If you are that single pringle, here are a few ways to manage the situation:

Give them space

It is only courteous that you allow your newly wedded friend some space to settle into her new life. Marriage can take a while to get used to and you can’t be the cog in the wheel of your friend’s assimilation into her new lifestyle. Opt for messages instead of calls. If you must call, make it quick, especially on weekends. Don’t ask her out on late night dates or to questionable gatherings. Just be as invisible as you can.

Be available to listen

It is only a matter of time before she seeks you out of the shadows and buries you in an avalanche of ‘gists’. You will hear about her husband’s newly-unveiled weird habits, her mother-in-law’s antics or the curious lack of it, her other friend who still owes aso-ebi money and your own sudden abandonment of her. Be available to listen to everything she’s willing to share.

Remind them of your commitment to the friendship

With her new life comes a few uncertainties but a reminder of her place in your life might go a long way in making her feel secure. Say the words, “your husband loves you but I love you even more”. Corny? Yes, but very reassuring at a time when it may seem like your friendship is struggling to stay afloat.

Tell them how you feel

Once it begins to feel as though you have actually lost your friend to marriage, then you will need to say something. Rather than assume they have given up on you or the friendship, it is best to verbalise your feelings so they can explain the situation from their perspective. Let’s be honest, your newly wedded friend is in the process of studying the ropes of this new life she has just begun and it will be insensitive of you to make so many demands of them. As they adjust to their new lifestyle, make your own adjustments too. But if/when you get overwhelmed with emotions, please let them know.

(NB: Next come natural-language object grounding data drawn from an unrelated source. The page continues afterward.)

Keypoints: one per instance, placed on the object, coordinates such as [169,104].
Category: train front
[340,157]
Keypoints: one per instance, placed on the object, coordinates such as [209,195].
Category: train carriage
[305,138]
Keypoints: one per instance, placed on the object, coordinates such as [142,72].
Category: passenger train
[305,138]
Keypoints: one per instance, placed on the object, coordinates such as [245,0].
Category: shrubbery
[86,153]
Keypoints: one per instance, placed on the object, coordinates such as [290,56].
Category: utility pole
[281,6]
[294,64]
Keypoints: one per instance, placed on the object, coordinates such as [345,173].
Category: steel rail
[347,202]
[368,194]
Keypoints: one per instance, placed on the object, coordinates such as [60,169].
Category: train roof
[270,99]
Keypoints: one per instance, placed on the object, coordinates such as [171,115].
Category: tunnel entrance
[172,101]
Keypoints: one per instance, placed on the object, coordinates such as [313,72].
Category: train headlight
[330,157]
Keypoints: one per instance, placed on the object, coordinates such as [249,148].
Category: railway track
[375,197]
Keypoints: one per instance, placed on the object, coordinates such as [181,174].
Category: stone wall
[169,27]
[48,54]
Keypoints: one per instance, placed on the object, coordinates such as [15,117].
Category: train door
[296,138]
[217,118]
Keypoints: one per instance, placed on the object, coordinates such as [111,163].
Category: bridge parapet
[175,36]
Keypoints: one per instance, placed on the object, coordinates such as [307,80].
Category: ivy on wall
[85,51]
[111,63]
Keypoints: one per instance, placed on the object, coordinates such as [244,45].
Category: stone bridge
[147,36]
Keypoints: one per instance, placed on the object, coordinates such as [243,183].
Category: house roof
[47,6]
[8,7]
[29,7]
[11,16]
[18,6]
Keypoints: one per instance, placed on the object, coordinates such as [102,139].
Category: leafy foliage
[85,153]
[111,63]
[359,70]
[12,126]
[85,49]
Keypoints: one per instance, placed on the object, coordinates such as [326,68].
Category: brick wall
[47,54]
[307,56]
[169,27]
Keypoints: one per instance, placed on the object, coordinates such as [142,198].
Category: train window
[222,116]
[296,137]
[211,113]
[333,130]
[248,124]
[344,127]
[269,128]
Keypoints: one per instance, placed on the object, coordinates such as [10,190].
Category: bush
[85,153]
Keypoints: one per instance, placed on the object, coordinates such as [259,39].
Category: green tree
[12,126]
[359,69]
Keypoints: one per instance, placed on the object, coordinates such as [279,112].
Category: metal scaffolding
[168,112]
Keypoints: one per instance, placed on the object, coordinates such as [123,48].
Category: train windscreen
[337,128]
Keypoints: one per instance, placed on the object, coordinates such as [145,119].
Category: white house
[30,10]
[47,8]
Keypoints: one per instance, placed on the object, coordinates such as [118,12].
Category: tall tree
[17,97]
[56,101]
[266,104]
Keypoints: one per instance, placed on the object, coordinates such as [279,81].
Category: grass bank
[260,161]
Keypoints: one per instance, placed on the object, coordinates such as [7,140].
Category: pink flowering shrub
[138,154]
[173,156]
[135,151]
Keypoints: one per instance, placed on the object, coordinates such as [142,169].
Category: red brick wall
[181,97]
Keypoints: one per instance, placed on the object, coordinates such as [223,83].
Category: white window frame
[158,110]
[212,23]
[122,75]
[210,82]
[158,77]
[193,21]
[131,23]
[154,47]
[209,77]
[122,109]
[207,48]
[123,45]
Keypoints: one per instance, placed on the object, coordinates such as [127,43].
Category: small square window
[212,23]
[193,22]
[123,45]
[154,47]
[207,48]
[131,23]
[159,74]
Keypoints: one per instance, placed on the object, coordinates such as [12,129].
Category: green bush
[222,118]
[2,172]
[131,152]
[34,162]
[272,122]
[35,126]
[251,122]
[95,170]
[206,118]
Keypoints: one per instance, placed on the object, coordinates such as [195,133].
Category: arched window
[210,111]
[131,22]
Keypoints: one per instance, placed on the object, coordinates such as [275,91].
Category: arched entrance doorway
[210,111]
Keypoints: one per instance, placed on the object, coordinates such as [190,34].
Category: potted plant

Tolu'lope Omoyeni currently works in Corporate Communications and writes in her free time. She hopes to produce a web-based show, in coming months, on a theme she is still trying to figure out. You will find more of her articles on her blog, www.toluomoyeni.wordpress.com and on www.theseptemberstandard.comwhere she used to function as an editor.

3 Comments

  1. Itunuoluwa

    November 16, 2019 at 2:10 pm

    This is so relatable! The part about name changing from first name basis to “your hubby, Uncle or husbandman” just to avoid calling his name is so trueee! I think we have all felt like we lost a friend at some point to marriage, i think it’s part of life sha.

  2. Yomi

    November 17, 2019 at 10:21 am

    Two of my friends got married recently and I’m just there! No boyfriend let alone fiancé. One of them came with the’you just forgot me’ line and I just gave a silly excuse. I was treated like an outcast during the preparations it was quite painful but I’ve decided to move on without discussing it with either of them.

    1
    • Tolu'lope

      November 22, 2019 at 2:20 pm

      I know how that feels, Yomi. You will have to talk to them about it at some point but do it when the pain has eased off. As for boyfriend and fiance, he will come sooner than you expect.